A more detailed examination reveals this is perhaps especially true for fatty acids. Although olive oil is the hallmark of Mediterranean diet, differences in the origin of monounsaturated fats or cooking style (eg, baked vs. fried) could partly explain these inconsistencies. Studies comparing types of olive oil concluded that compared with refined oil, virgin olive oil (rich in phenolic content) has additional anti-inflammatory and antioxidant properties beneficial to cellular function and cardiovascular health.

The Mediterranean diet may exert its effects on cognitive health through multiple biological mechanisms. Relationships with reduced risk of coronary heart disease, hypertension, diabetes, dyslipidemia, and metabolic syndrome have been observed, and these conditions have also been associated with mild cognitive impairment, vascular dementia (a dementia associated with general factors affecting the cardiovascular system such as smoking, cholesterol, diet, family history), or disease of the Alzheimer type.

Sticking to this Meditteranean diet may also facilitate metabolic control because it has been related to improved insulin sensitivity and glucose metabolism. Insulin is a chemical acting in the body which can affect our metabolism – it is an important “hormone” for us.

Furthermore, “oxidative stress” increases with age and results in “oxidative damage”—a state often observed in the brain of patients with Alzheimer disease. Typical components of the Mediterranean diet (namely fruits, vegetables, wine, and virgin olive oil) are rich in antioxidants such as vitamin C and E, carotenoids, and flavonoids. Decreased oxidative stress found in people adhering to a Mediterranean-type diet could partially explain their lowered risk for dementia.

And there’s a plausible biological mechanism for all this. Brain cells (neurone) are protected against oxidative stress by specialist chemicals, called “neurotrophins” (basic proteins) such as the brain-derived neurotrophic factor. There is some evidence that Mediterranean diet may increase plasma brain-derived neurotrophic factor concentrations. Inflammatory processes have also been suggested for Alzheimer pathogenesis. Higher concentrations of C-reactive protein, a nonspecific marker of inflammation, have been associated with increased risk for cognitive decline, Alzheimer disease, and vascular dementia, whereas better adherence to Mediterranean diet has been associated with lower levels of C-reactive protein.

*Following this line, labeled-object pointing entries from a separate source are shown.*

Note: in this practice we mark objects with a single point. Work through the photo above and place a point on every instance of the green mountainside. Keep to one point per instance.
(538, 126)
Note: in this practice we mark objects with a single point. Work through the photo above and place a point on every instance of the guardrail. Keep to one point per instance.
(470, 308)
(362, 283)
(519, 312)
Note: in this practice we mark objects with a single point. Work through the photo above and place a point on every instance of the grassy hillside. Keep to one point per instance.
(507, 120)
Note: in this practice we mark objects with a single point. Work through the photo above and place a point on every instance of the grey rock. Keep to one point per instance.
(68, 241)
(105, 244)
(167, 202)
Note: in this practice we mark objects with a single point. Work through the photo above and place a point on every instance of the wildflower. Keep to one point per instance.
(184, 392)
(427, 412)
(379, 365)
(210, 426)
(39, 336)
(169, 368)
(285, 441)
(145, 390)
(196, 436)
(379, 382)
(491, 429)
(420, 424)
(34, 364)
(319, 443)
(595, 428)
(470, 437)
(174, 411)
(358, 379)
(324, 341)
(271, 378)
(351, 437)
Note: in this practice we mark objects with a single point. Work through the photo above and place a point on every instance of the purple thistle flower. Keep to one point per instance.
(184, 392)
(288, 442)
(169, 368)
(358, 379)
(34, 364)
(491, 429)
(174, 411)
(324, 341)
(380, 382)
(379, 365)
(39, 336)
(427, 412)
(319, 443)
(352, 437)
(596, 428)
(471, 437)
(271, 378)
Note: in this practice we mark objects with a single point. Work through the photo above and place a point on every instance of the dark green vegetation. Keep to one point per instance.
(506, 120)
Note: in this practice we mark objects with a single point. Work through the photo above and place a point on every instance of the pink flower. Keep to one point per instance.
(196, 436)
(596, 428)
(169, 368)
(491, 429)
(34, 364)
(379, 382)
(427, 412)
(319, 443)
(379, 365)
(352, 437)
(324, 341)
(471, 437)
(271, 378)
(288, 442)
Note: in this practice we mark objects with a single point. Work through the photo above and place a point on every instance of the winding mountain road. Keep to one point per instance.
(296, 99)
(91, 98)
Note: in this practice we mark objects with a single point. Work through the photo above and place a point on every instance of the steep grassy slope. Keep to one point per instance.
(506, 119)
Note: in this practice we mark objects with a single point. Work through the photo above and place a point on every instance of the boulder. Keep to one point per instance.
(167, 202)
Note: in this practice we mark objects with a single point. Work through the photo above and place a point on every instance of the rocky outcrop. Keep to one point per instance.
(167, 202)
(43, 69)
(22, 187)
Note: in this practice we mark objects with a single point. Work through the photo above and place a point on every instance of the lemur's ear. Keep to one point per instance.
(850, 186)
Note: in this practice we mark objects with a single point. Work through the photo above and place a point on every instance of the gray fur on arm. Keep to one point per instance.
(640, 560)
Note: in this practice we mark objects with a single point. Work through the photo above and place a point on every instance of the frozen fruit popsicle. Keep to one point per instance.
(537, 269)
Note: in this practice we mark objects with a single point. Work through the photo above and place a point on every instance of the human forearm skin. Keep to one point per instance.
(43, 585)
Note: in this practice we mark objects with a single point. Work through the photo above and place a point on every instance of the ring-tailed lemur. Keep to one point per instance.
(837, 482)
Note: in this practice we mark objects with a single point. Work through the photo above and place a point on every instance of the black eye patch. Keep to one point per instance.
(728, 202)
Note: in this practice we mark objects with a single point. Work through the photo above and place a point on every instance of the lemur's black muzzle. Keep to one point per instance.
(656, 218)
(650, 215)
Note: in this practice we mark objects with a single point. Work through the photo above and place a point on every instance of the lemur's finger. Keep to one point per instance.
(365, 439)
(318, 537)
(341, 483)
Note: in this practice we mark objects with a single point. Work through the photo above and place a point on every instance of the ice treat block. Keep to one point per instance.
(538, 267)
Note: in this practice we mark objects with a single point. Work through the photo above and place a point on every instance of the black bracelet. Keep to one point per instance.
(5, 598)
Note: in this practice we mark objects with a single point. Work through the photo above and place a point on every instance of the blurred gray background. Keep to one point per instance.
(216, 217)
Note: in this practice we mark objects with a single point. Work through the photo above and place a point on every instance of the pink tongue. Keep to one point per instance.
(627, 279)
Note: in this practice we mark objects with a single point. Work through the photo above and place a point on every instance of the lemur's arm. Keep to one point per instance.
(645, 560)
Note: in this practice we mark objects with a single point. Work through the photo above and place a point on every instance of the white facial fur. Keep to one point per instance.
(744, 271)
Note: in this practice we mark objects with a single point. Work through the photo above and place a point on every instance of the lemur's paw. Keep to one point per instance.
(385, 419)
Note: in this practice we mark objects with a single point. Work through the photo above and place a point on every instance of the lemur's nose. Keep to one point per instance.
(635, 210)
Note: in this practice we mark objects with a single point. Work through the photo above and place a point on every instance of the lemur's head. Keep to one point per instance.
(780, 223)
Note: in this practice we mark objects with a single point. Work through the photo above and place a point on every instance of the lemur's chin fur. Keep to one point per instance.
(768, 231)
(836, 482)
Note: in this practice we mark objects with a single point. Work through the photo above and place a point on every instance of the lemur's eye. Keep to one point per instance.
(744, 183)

Access to medicine has become a really important issue in the NHS. Already we are getting stories of rationing in the NHS emerging during the period of this Government (such as varicose veins stripping), so it is not particularly surprising if drugs which do have modest effect on memory for dementia are not a top priority. Encouraging people to learn about diet and how this might prevent thinking problems is therefore a worthy aim, as it might actually work better than many of the drugs ‘on offer’.  Senior doctors have advised this approach in fact.

Just because it’s not coming from Big Pharma with their massive marketing budgets doesn’t mean it’s a dead duck.